Michael Brown is the chief apologist for the Charismaniac movement, giving vocal defenses and stirring endorsements for men like Bill Johnson, Kenneth Copeland, Benny Hinn, and Rodney Howard Browne.
Sadly, the Michael Brown you see on The Dividing Line or on his program, the Line of Fire, is not the Michael Brown that you see at charismatic worship services or revival meetings. In fact, the two Michael Browns project themselves so differently to different audiences, as to appear at times like they are two entirely different people.
The reasoned, soft-spoken Michael Brown who claims ignorance of the crackpot beliefs of the people he elsewhere endorses and affirms, is subtly misleading and sneakingly beguiling.

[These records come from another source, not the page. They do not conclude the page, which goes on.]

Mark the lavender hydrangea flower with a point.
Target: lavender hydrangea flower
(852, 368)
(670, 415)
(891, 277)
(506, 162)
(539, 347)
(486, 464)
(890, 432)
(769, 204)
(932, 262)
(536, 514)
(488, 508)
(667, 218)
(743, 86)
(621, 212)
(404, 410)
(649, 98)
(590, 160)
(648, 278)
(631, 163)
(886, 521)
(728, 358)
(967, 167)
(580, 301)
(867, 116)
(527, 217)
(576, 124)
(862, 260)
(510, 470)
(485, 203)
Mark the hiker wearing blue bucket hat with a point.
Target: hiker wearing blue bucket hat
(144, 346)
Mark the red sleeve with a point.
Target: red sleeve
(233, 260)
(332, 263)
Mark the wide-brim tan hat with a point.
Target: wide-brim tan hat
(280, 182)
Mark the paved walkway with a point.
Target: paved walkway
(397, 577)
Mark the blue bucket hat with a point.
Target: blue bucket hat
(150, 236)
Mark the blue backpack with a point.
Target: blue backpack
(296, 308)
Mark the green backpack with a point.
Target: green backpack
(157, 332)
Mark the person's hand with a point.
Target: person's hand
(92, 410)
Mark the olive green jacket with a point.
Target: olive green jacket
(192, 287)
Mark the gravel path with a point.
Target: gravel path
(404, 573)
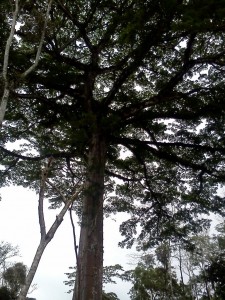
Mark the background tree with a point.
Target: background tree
(113, 76)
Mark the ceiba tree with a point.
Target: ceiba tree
(141, 77)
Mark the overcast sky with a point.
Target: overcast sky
(19, 226)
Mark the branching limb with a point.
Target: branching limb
(5, 96)
(74, 235)
(38, 54)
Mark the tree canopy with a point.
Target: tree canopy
(128, 97)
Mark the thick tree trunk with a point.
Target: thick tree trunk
(90, 258)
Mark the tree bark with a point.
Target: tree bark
(90, 257)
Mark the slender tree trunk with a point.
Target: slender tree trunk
(90, 258)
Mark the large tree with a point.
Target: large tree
(140, 77)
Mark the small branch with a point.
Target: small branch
(74, 235)
(41, 199)
(57, 190)
(38, 54)
(5, 96)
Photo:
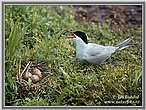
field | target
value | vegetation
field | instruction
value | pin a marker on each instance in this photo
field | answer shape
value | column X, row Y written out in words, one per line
column 38, row 34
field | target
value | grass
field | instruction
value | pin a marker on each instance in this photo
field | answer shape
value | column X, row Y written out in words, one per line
column 37, row 34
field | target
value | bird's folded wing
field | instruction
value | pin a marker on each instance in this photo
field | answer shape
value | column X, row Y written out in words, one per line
column 94, row 49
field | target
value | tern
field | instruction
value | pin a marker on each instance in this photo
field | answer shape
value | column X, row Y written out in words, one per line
column 94, row 53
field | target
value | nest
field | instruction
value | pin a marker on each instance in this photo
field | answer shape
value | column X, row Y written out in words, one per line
column 32, row 79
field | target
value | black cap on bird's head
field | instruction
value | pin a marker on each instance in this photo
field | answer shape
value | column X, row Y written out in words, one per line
column 82, row 35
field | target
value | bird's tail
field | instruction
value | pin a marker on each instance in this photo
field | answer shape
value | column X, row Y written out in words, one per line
column 123, row 44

The other Michael Brown, the one shouting “Fire! Fire! Fire” who was an architect of the charismatic carnival in Brownsville, will offer false prophecy, knock people over “in the spirit,” and call Kenneth Copeland or TD Jakes a brother-in-Christ. Almost as if coming out of a trance as his demonic possessor takes momentary leave, Brown then appears totally whole and of right mind, but only then to slip back into his charismatic coma when Legion once again comes to call.
While Brown claims to believe in the end of canonical prophecy (which is a partial, albeit inconsistent, kind of cessationism), he does not believe in the end of divine revelation. What separates inscripturated infallible divine revelation from NONiscripturated (ostensibly fallible) divine revelation in Brown’s mind is anybody’s guess. This is the kind of nonsensical and illogical conclusion that only comes to somebody through a highly emotive religious tradition that actively tells its adherents to stop thinking and start feeling.
Despite denying belief in an open canon, Brown has no problem implying that his writings are the word of God.
< Bert Farias is the founder of Holy Fire Ministries who also runs The Flaming Herald blog. A site which claims an award for being among the “Top One Hundred Christian Blogs,” yet whose Alexa rank reads “no data”. You can see him preach with a lady pastor and babbling some generic nonsense below.
Farias claims “Every book [Michael Brown] writes is a word from God.” Brown apparently considered the comment good enough to re-tweet.
Words from God are called “prophecy.” Words from God can be found in the 66 Books of the Bible. Even if there was a second-rate, sub-par, fallible form of non-canonical divine prophecy being given today, claiming prophetic words is quite a matter of hubris.
You see, the problem with the charismatic movement isn’t its extremism. The problem with the charismatic movement is its charismaticism.